Specialty · when it shines, when it fails
✓ Shines when
  • ·Comparing strategies on apples-to-apples basis. A 30% return with 60% vol (Sharpe 0.5) is worse than a 15% return with 10% vol (Sharpe 1.5).
  • ·Long-horizon evaluation. Sharpe needs ≥30 monthly observations or ≥250 daily to be reliable.
  • ·Position sizing across uncorrelated edges. Equal-Sharpe weighting is provably near-optimal for portfolio construction.
✗ Fails when
  • ·Skewed distributions. Sharpe punishes upside vol; if your strategy has rare big wins, Sharpe undersells it.

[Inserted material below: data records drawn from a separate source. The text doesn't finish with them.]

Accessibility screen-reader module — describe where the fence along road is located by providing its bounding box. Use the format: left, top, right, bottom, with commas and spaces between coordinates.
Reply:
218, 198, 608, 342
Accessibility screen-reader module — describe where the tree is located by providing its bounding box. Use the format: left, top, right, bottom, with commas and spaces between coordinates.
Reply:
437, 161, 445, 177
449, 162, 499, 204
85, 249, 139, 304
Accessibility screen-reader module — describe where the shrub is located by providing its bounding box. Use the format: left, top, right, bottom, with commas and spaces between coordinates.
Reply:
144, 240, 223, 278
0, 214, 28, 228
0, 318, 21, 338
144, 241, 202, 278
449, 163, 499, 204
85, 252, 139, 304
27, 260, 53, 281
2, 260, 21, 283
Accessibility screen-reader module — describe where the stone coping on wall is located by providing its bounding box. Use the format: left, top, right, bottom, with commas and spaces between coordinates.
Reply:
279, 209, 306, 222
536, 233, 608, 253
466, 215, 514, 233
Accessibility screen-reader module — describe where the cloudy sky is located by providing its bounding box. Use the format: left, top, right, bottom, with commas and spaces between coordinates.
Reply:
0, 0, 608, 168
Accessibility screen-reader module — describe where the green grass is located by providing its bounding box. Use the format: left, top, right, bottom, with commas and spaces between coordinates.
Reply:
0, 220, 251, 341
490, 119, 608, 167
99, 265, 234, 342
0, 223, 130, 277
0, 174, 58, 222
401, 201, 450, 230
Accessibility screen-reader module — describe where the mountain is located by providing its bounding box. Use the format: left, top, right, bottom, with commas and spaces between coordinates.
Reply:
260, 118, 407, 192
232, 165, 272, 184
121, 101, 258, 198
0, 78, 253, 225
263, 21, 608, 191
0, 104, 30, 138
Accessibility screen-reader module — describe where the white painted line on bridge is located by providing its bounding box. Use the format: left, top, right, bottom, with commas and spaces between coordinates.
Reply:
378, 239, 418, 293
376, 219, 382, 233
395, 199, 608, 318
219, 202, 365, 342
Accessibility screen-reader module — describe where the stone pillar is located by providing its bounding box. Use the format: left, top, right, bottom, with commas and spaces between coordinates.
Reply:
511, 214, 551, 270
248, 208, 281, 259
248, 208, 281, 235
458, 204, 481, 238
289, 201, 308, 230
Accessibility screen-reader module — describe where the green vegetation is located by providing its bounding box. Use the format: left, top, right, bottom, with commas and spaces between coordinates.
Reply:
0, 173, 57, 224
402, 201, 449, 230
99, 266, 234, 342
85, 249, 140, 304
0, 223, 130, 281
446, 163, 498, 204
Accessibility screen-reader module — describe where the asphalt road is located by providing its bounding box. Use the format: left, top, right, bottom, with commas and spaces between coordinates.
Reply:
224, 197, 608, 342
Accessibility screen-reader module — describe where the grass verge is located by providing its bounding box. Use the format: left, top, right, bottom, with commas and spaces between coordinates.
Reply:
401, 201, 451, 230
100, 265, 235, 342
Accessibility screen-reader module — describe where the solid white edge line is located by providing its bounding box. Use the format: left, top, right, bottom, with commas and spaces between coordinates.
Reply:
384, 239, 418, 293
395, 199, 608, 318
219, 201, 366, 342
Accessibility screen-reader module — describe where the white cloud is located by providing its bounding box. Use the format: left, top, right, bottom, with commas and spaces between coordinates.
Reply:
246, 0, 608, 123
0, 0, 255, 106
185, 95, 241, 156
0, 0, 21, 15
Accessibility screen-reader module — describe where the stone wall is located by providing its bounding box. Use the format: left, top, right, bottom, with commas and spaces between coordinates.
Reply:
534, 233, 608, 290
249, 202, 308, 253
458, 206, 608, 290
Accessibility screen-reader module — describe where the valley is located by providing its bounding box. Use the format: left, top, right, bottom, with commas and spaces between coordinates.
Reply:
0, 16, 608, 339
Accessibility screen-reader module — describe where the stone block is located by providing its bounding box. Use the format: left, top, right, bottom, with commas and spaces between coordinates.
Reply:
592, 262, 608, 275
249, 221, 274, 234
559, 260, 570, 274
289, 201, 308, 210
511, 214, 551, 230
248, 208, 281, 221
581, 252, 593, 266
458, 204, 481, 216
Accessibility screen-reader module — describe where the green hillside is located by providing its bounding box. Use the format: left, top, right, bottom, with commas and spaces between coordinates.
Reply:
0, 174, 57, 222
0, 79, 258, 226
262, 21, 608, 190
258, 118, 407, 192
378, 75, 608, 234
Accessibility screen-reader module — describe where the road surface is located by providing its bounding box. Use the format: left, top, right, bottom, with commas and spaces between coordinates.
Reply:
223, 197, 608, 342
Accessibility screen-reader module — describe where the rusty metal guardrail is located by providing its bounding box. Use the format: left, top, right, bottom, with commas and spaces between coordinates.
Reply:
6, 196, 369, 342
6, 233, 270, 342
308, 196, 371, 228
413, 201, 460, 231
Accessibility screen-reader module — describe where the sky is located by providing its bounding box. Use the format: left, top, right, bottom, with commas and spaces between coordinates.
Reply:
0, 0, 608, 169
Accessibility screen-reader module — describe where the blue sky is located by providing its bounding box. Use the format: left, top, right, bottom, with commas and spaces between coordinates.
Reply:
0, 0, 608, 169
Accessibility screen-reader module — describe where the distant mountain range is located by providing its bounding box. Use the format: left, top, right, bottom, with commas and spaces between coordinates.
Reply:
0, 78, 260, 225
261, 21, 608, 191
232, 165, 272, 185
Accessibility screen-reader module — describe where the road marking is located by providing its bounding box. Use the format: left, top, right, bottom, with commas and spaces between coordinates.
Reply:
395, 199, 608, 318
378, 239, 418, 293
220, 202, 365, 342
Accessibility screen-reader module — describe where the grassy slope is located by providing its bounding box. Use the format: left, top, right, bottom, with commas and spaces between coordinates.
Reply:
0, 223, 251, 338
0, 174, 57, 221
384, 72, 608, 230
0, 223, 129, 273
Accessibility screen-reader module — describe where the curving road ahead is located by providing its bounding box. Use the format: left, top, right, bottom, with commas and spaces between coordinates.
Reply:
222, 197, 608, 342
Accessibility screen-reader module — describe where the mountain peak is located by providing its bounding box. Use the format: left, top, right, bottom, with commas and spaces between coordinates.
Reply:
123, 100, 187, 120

  • ·Short windows. Sharpe over a 3-month sample has wildly variable estimates.
  • ·Comparing across asset classes. Sharpe of a bond strategy vs a crypto strategy isn't directly meaningful.
How to read its verdict

BUY when Sharpe > 1 (quality risk-adjusted return). HOLD between 0 and 1 (positive but mediocre). WARN when Sharpe < 0 (negative edge — paying for pain). Sortino > Sharpe means your returns are positively skewed (good); Sortino < Sharpe is rare and concerning.

FAQ
What's a 'good' Sharpe?+
Long-only equities historically: ~0.4. A skilled discretionary trader: 0.6-1.0. Top quant funds in their flagship strategies: 1.5-2.5 net of costs. Anything above 3 sustained over years is either alpha that won't persist, or fraud.
Should I optimise for Sharpe or absolute return?+
Sharpe — almost always. Higher Sharpe = more leverage you can apply safely = higher absolute return at any given risk. The only exception is when you can't lever (cash account), in which case absolute return and Sharpe align.